A blanket made of non-woven fabric.
The individual fibres are not woven together, their peculiar adherence results in a soft surface. In front the blanket is taut over a mattress. Slight distortions run over the stretched surface. This reveals where the fabric is stuck under the mattress outside the frame. A crease in the middle of the picture becomes softer and softer from left to right. Diffuse white light falls from the window onto the guest bed.

A firmament of stars
in a Norwegian snowy landscape. Recorded on an already expired and very light sensitive black and white negative film. In the development process the material was pushed so that the rough grain becomes visible in the area of the sky. The snow cover seems to shine, it reflects the sparse light that is present. The horizon lies far away and is outlined in a diffuse dark line. No human being far and wide.

A salt desert,
captured with some distance from a much higher mountain. Diffuse shadows of clouds are drawn over the huge area. The salt arranges itself polygonically, but from this distance one recognizes only that the surface is not completely even. The white is not completely white.

A snowy landscape,
captured on a color slide positive film. In the front a small hill can be seen. Where it falls into an uneven surface, there is a shadow line that extends in the image depth to the upper edge of the frame. The snow cover is completely untouched, no traces can be seen. It is so thick that only larger bumps of the landscape can be seen. These slight slopes cast diffuse shadows on the surface. On the hill some snow crystals glitter in the sunlight.

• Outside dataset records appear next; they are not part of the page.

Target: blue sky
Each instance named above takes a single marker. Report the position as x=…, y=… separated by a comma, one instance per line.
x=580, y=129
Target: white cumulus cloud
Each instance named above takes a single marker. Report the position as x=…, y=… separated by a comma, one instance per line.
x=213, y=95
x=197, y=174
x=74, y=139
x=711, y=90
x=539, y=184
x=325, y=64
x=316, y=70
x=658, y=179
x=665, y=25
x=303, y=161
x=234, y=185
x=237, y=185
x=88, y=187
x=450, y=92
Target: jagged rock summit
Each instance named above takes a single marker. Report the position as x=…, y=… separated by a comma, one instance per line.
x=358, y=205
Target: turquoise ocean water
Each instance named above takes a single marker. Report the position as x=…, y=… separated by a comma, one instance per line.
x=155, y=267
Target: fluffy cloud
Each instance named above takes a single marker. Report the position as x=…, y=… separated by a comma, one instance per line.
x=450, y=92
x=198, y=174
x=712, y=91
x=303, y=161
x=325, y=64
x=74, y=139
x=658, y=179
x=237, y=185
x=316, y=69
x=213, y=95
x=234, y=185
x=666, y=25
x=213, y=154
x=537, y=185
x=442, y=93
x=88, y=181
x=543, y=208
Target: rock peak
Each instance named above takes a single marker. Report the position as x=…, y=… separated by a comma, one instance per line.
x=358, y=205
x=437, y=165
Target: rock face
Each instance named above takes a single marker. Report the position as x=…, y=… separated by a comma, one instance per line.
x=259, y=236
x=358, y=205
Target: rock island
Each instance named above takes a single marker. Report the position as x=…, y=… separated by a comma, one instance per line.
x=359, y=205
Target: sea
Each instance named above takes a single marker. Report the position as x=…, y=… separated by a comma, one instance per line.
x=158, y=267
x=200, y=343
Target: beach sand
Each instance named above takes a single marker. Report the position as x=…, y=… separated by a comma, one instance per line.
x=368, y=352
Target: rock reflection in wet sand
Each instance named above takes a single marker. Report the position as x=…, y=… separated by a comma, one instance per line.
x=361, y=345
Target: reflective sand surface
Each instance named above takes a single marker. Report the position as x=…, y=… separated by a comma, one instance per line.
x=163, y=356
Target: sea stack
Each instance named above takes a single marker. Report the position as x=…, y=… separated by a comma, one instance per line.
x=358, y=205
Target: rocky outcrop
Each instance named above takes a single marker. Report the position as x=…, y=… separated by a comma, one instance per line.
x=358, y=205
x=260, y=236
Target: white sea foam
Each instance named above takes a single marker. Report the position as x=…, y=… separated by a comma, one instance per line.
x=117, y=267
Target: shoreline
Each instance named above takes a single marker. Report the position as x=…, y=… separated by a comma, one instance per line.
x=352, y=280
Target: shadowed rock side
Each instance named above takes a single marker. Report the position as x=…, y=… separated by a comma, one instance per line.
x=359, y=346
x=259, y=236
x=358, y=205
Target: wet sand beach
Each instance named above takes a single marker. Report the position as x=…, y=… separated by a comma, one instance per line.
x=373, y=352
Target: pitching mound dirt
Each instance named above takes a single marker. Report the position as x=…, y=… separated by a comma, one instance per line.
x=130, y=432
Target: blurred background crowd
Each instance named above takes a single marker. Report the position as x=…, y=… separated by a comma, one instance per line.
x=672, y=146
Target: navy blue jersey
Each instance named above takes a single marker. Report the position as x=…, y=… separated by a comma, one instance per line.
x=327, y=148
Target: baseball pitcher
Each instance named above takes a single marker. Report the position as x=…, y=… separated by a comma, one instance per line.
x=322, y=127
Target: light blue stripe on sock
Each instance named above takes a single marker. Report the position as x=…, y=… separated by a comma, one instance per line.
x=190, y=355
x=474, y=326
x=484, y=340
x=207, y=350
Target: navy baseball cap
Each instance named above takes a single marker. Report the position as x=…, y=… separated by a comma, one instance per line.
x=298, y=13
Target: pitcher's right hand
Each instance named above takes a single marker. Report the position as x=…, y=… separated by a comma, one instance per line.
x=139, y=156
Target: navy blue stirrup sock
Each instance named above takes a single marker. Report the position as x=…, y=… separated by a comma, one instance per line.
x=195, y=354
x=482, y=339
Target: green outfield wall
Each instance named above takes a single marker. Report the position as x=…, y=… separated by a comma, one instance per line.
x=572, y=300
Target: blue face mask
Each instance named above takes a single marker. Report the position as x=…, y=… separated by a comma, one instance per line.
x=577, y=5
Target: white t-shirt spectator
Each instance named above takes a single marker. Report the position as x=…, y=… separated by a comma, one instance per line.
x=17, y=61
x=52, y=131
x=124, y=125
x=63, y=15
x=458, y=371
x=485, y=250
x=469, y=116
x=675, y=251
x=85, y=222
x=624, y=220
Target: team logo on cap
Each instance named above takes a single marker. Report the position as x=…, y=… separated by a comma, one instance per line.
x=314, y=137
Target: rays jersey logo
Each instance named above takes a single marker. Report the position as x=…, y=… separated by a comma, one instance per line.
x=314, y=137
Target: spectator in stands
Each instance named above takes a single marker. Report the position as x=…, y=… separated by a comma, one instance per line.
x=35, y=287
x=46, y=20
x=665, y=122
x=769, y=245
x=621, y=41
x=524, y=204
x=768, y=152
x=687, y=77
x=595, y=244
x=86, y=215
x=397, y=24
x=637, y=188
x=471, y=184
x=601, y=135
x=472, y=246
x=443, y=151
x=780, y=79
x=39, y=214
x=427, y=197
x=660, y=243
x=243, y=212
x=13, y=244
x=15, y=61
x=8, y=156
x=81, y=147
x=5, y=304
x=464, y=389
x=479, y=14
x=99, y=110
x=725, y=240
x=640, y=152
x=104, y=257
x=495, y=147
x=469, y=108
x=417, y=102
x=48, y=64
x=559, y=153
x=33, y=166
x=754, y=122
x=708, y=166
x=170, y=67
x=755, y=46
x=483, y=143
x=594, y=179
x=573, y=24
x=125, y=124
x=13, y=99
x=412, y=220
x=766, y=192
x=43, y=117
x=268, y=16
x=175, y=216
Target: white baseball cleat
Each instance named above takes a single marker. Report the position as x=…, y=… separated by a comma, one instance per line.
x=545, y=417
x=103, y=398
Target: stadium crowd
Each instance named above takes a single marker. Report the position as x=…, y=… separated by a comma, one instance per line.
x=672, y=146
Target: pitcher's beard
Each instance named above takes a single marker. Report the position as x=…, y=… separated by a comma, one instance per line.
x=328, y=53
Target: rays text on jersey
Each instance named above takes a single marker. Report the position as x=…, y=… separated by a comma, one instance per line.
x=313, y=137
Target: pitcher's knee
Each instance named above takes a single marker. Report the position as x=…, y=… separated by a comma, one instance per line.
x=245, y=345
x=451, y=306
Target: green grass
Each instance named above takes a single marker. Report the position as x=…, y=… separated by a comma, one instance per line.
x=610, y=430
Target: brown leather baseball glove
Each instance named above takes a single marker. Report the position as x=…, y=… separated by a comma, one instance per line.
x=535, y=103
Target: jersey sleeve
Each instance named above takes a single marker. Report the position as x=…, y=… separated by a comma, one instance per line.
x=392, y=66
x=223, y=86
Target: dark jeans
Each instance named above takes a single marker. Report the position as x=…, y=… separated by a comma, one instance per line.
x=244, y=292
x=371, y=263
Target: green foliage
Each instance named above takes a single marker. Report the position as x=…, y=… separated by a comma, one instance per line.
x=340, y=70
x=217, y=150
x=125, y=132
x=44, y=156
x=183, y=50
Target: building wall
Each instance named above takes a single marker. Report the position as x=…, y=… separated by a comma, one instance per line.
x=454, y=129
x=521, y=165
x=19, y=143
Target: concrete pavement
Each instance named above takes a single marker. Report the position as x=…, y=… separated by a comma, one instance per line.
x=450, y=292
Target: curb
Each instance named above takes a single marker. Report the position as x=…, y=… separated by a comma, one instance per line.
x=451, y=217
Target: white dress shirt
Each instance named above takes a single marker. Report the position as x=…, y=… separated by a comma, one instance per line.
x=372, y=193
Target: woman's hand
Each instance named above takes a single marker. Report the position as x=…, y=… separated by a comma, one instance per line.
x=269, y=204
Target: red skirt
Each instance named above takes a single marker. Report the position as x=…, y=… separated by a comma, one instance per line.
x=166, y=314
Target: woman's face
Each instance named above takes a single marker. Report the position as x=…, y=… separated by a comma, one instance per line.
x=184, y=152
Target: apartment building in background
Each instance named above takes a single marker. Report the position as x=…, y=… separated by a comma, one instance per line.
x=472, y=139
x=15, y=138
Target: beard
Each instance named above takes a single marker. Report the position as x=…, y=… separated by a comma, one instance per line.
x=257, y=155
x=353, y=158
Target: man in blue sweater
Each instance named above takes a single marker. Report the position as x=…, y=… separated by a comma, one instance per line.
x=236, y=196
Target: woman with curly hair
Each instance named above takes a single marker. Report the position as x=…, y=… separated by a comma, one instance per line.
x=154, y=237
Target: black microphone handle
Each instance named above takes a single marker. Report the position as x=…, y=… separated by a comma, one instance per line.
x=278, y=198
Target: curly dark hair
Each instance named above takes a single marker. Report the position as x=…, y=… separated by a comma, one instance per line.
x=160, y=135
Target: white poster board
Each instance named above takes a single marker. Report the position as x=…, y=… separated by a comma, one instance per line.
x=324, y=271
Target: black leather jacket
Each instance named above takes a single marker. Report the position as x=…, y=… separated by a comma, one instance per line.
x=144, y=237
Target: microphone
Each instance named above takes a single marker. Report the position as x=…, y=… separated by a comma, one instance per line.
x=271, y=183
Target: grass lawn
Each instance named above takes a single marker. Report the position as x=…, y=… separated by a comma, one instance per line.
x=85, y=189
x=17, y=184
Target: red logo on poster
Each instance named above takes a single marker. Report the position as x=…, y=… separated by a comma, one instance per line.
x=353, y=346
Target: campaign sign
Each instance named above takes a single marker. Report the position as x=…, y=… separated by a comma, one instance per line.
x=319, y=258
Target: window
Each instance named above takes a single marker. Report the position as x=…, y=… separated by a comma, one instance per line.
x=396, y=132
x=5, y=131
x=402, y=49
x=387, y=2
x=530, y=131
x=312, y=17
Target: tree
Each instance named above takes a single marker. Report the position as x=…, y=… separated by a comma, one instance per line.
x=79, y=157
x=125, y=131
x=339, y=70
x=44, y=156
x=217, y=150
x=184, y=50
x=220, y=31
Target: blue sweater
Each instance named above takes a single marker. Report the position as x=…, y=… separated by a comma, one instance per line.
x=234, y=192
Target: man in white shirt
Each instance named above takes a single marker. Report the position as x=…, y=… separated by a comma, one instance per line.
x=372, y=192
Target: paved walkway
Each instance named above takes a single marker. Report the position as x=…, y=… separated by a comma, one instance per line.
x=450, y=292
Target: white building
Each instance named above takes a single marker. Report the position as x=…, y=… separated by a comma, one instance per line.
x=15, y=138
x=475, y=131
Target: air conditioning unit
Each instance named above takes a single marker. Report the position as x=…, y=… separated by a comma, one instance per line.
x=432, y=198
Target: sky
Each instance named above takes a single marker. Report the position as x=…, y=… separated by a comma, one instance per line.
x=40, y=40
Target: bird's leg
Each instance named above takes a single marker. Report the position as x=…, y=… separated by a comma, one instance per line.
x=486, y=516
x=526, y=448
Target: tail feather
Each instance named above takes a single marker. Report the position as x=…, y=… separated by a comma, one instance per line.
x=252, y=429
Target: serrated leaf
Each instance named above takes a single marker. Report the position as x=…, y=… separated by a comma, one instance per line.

A thin curtain of white silk.
The window is tilted so that the fine fabric moves in the draught. At the top the curtain is blown closer to the roughly plastered wall on one side, further down the structure of the surface becomes blurred in the greater distance between the wall and the window. A slight motion blur in the curtain results from the slightly longer exposure time with which the picture was taken. The daylight is scattered by the materiality of the textile and falls diffusely into the room.

Helena Wittmann was born 1982 in Neuss, Germany. Originally studying Spanish and Media Studies in Erlangen and Hamburg, she went on to attend The Hochschule für bildende Künste Hamburg (HFBK) between 2007 – 2014. In her films and within her artistic practice, rooms constitute much more than just bare venues of a storyline. She questions and contextualises the boundaries of these rooms, in them, with them, on them and along them. Since 2015 she is working as artistic research assistant at The Hochschule für bildende Künste. Her work was shown internationally in exhibitions and film festivals.